Seit uns das Corona-Virus in Atem hält, wird viel über das Thema Versorgungssicherheit in Sachen Nahrungsmittel debattiert. Bei tierischen Produkten müssen wir Deutschen uns da keinerlei Sorgen machen: Unser Selbstversorgungsgrad bei Fleisch und Milch liegt bei über 110 Prozent. Schweinefleisch und Milchprodukte gehören zu unseren Exportschlagern, auch weil wir so spektakulär billig und massenhaft liefern. Doch gerade bei Milch wird das jetzt zum Problem. Weltweit sinkt die Nachfrage durch die Corona-Krise.Deshalb will die EU-Kommission nun 80 Millionen Euro für die private Lagerhaltung bereitstellen, davon 30 Millionen Euro für Milchpulver, Butter und Käse. Sie bezuschusst damit vor allem die zusätzlichen Lagerkosten.
Muttermilch für Kälber
Ich habe 2016 in einem solchen EU-finazierten Milchlager gedreht. Damals war es der Wegfall der Milchquote, der für Überproduktion gesorgt hat. Die EU lagerte damals 350000 Tonnen Milchpulver ein, das entspricht der kaum vorstellbaren Menge von 2,45 Milliarden Litern Milch. Weil dieser Milchsee aber irgendwann wieder auf den Markt muss, löst diese Strategie die Probleme der Milchbauern nicht wirklich.

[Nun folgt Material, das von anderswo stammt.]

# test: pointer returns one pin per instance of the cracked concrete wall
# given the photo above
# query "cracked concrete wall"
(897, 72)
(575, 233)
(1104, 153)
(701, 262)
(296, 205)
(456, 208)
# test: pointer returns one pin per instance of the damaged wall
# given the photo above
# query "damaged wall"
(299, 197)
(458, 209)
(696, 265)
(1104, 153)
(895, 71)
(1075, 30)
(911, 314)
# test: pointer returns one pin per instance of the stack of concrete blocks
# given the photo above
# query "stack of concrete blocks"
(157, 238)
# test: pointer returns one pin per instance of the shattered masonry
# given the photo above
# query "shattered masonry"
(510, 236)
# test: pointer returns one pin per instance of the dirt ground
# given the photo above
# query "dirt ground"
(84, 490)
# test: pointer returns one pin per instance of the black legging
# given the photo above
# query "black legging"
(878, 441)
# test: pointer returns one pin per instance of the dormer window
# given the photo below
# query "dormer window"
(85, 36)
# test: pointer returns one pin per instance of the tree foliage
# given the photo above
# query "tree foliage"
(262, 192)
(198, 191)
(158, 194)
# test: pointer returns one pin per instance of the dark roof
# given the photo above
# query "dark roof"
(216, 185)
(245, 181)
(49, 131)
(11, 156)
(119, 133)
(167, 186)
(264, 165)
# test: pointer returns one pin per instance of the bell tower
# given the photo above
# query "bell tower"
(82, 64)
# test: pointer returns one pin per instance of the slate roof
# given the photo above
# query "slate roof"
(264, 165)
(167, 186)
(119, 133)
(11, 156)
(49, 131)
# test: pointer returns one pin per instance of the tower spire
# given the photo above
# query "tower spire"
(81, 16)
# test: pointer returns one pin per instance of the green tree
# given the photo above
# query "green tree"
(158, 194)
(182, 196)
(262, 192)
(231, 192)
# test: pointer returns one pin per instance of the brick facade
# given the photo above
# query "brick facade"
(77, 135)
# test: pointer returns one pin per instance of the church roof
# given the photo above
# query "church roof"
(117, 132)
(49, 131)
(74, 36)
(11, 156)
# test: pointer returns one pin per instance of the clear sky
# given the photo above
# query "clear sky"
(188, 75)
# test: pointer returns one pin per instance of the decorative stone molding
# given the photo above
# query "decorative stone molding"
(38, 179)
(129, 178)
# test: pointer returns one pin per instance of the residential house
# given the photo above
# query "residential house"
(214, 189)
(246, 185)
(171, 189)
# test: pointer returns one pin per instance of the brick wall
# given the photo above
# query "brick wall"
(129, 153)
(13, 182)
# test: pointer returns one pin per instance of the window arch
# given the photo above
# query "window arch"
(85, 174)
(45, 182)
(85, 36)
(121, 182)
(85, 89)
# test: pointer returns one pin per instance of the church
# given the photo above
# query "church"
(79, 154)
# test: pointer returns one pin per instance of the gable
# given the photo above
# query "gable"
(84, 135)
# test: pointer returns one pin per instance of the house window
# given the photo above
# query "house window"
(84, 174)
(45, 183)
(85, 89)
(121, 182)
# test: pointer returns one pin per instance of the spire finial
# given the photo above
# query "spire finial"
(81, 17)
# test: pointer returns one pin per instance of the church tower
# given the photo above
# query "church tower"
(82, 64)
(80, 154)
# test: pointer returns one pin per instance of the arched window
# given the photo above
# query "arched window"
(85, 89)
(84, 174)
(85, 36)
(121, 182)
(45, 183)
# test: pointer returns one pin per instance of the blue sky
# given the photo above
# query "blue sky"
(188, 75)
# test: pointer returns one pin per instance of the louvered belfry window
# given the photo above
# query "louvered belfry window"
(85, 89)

Ich hätte eine bessere Idee: Warum nicht die im Moment nicht vermarktbare Milch für den Zweck nutzen, für den die Natur sie ursprünglich vorgesehen hat? Für die Fütterung der Kälber? Anstatt sie mit Milchaustauscher zu füttern, einer Pampe aus Milcheiweiss und Palmöl, weil die billiger ist als Kuhmilch. Und warum nicht die aktuelle Krise zum Anlass nehmen, ganz grundsätzlich darüber nachzudenken, ob unsere Art und Weise, mit der Ware Tier umzugehen, besonders nachhaltig ist.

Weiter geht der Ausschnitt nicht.